SAN FRANCISCO (CN) - Fear of government eavesdropping is not a sufficient constitutional injury, a federal judge ruled, throwing out the claims of a law firm that had claimed it was illegally spied upon by a government-sponsored wiretapping program initiated in the wake of Sept. 11.

The Center for Constitutional Rights and its clients, some of whom are Muslim foreign nationals detained after Sept. 11, said they were prevented from exercising their First Amendment rights by the National Security Agency's Terrorist Surveillance Program, which intercepted phone calls and other forms of electronic communication without a warrant.

The center claimed that fear of government wiretap drove it to use extreme caution in communicating with clients, but Chief U.S. District Judge Vaughn Walker found the center "did not produce ... any evidence that they were actually surveilled under the TSP."

"Instead, plaintiffs limit their evidence and argument to the claim that their constitutional rights were 'chilled' by the mere risk that they were surveilled under the TSP," Walker wrote.

The judge rejected the center's argument that it was unable to communicate with clients as much as it desired because of the program, in turn negatively affecting its litigation abilities.

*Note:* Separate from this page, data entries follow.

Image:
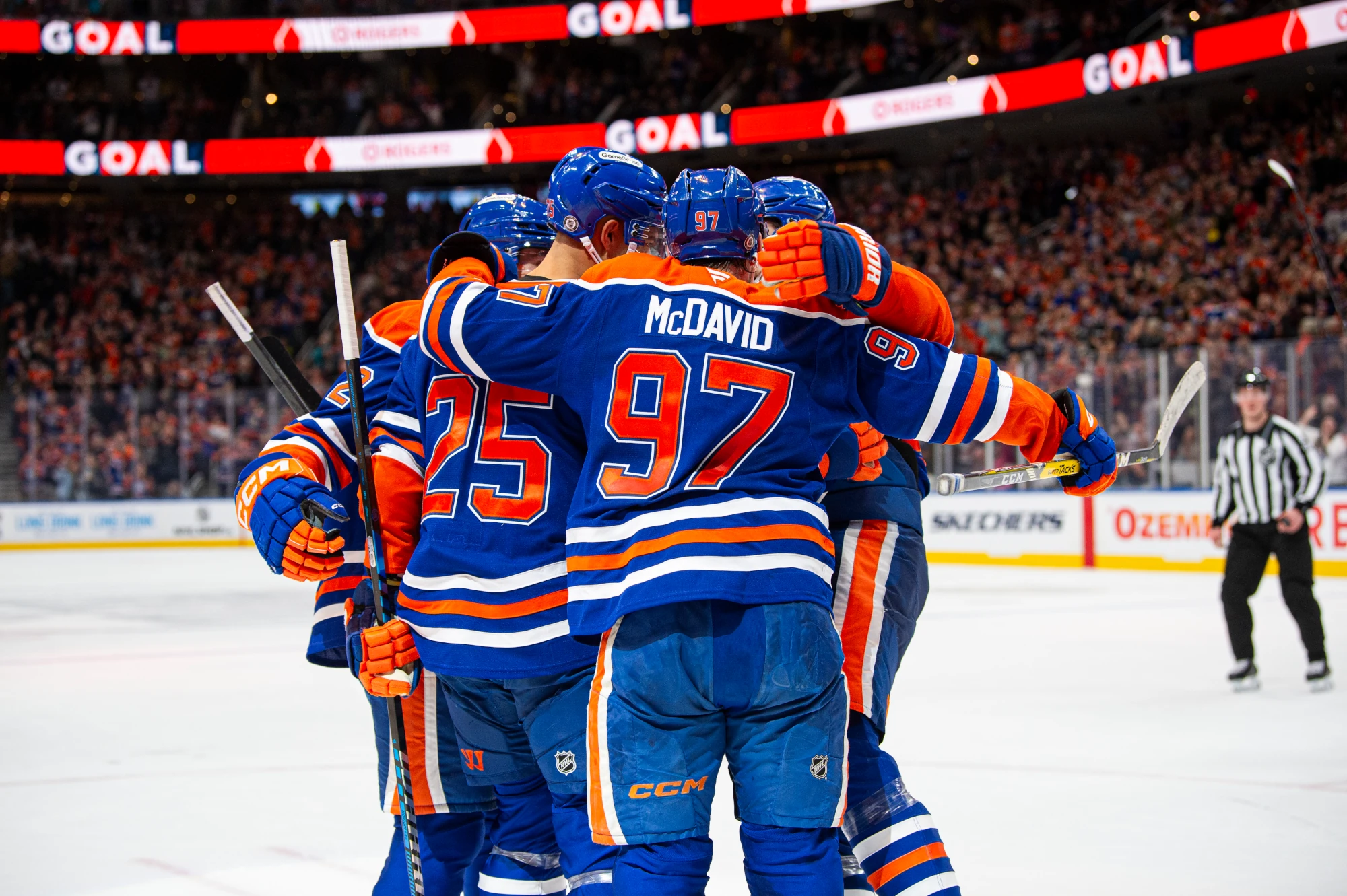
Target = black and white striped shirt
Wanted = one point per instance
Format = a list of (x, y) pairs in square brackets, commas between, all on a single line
[(1263, 474)]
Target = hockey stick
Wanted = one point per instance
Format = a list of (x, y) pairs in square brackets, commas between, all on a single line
[(284, 374), (270, 354), (370, 502), (1069, 466), (1280, 170)]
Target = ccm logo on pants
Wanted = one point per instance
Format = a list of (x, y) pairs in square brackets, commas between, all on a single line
[(667, 789)]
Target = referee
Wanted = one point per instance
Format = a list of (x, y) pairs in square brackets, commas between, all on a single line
[(1267, 479)]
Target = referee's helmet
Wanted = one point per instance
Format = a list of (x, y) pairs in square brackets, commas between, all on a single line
[(1252, 378)]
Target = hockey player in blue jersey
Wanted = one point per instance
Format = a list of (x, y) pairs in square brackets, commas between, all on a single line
[(312, 460), (696, 545), (880, 587), (475, 479)]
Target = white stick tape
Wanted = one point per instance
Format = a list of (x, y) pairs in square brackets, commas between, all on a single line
[(346, 303), (231, 312)]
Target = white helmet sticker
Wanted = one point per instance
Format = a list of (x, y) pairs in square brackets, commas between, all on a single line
[(619, 156)]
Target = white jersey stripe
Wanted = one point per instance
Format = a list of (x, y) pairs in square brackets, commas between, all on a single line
[(510, 887), (403, 456), (934, 885), (402, 421), (847, 568), (847, 753), (1006, 388), (872, 635), (490, 586), (331, 611), (630, 528), (953, 365), (892, 835), (494, 638), (605, 771), (333, 434), (456, 327), (430, 697), (754, 563)]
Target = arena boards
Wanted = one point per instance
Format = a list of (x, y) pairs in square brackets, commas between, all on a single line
[(1121, 529)]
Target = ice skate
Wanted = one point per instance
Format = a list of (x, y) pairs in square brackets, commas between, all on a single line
[(1245, 677), (1319, 676)]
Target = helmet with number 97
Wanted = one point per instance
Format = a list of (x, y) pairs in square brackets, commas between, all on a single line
[(790, 199), (713, 213), (592, 183)]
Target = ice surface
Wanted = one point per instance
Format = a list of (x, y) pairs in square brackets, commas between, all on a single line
[(1072, 731)]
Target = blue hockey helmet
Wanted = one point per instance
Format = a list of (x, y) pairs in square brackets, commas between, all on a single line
[(713, 213), (790, 199), (511, 222), (592, 183)]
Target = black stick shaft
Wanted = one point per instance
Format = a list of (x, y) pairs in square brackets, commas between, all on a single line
[(1319, 256), (370, 502)]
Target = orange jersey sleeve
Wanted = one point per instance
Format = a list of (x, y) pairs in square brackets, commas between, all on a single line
[(915, 306)]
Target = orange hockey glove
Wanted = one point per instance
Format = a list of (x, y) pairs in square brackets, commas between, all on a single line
[(390, 665), (837, 261), (874, 448)]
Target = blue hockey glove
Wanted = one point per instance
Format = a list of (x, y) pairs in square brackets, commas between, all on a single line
[(840, 263), (286, 517), (1089, 443)]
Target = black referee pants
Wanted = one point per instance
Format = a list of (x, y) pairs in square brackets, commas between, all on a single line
[(1245, 564)]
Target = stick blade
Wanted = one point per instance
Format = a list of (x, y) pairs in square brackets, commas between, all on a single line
[(1179, 401), (305, 390)]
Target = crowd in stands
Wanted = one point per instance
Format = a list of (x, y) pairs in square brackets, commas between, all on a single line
[(685, 70), (1066, 264)]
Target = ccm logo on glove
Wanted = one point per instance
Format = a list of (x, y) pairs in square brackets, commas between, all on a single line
[(284, 469)]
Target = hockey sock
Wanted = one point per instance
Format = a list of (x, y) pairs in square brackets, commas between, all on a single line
[(588, 866), (891, 833), (898, 844), (853, 874), (451, 841), (525, 852), (676, 868), (785, 862)]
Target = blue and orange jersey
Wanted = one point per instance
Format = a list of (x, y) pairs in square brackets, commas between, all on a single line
[(321, 442), (914, 306), (475, 479), (707, 405)]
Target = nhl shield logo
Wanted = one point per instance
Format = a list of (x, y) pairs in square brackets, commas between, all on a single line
[(820, 766)]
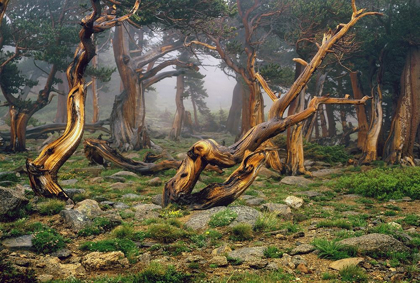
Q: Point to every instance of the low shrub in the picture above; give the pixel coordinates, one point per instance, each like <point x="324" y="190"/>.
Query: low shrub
<point x="383" y="183"/>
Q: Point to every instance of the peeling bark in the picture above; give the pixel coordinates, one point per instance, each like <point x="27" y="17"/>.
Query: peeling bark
<point x="406" y="120"/>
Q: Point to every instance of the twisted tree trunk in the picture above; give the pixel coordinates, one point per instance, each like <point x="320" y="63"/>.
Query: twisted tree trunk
<point x="43" y="170"/>
<point x="406" y="120"/>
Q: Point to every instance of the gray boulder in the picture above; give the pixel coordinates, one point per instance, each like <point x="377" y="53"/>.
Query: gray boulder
<point x="375" y="243"/>
<point x="11" y="200"/>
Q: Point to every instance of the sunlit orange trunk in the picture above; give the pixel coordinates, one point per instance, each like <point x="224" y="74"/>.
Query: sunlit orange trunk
<point x="400" y="142"/>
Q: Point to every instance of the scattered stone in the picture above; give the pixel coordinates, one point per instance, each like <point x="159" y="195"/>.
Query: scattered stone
<point x="296" y="181"/>
<point x="194" y="258"/>
<point x="104" y="261"/>
<point x="248" y="254"/>
<point x="280" y="209"/>
<point x="11" y="200"/>
<point x="311" y="194"/>
<point x="375" y="242"/>
<point x="157" y="199"/>
<point x="267" y="173"/>
<point x="302" y="268"/>
<point x="342" y="263"/>
<point x="219" y="260"/>
<point x="254" y="201"/>
<point x="120" y="205"/>
<point x="125" y="174"/>
<point x="326" y="172"/>
<point x="302" y="249"/>
<point x="69" y="182"/>
<point x="91" y="171"/>
<point x="395" y="225"/>
<point x="72" y="192"/>
<point x="89" y="207"/>
<point x="62" y="254"/>
<point x="130" y="196"/>
<point x="294" y="202"/>
<point x="19" y="243"/>
<point x="146" y="211"/>
<point x="200" y="219"/>
<point x="258" y="263"/>
<point x="154" y="182"/>
<point x="75" y="219"/>
<point x="221" y="250"/>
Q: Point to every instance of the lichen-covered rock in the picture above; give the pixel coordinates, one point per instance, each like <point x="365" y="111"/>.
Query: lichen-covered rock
<point x="104" y="261"/>
<point x="11" y="200"/>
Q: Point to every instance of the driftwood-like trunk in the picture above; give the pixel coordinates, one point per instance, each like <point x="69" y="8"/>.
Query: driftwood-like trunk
<point x="99" y="152"/>
<point x="204" y="152"/>
<point x="180" y="110"/>
<point x="360" y="111"/>
<point x="406" y="120"/>
<point x="43" y="170"/>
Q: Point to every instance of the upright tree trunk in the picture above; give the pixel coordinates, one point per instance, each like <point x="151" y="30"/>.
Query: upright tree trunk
<point x="128" y="126"/>
<point x="400" y="142"/>
<point x="61" y="114"/>
<point x="360" y="111"/>
<point x="180" y="109"/>
<point x="234" y="116"/>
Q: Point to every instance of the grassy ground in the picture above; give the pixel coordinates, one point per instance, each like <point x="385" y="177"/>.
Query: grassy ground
<point x="322" y="221"/>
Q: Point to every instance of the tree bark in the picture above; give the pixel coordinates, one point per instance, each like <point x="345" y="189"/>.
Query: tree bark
<point x="180" y="110"/>
<point x="360" y="111"/>
<point x="234" y="116"/>
<point x="400" y="142"/>
<point x="43" y="170"/>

"Plaintiffs' declarations describe at length the disruption to their operations resulting from their inability to use quick and efficient electronic communications," the ruling states. "Even assuming (without deciding) that such fears and measures were reasonable and that such an injury is sufficiently concrete to confer standing, the TSP cannot provide a justification for continuing to incur such costs." (Parentheses in original.)

Walker found the mere risk of being wiretapped "insufficient to establish injury in fact" for standing.

"Even if the possibility of harm in this case were sufficiently concrete to constitute injury in fact, the injury claimed by plaintiffs is not itself cognizable under the First Amendment," the ruling states. "Although litigation is unquestionably protected by the First Amendment when it is used as a means of political expression and advocacy, the First Amendment does not protect against every conceivable burden or difficulty that may arise during litigation."

In a ruling last December, Walker refused to award punitive damages to a defunct Islamic charity that claimed to have been illegally wiretapped, but granted two other plaintiffs $20,400 in liquidated damages and $2.5 million in attorneys' fees.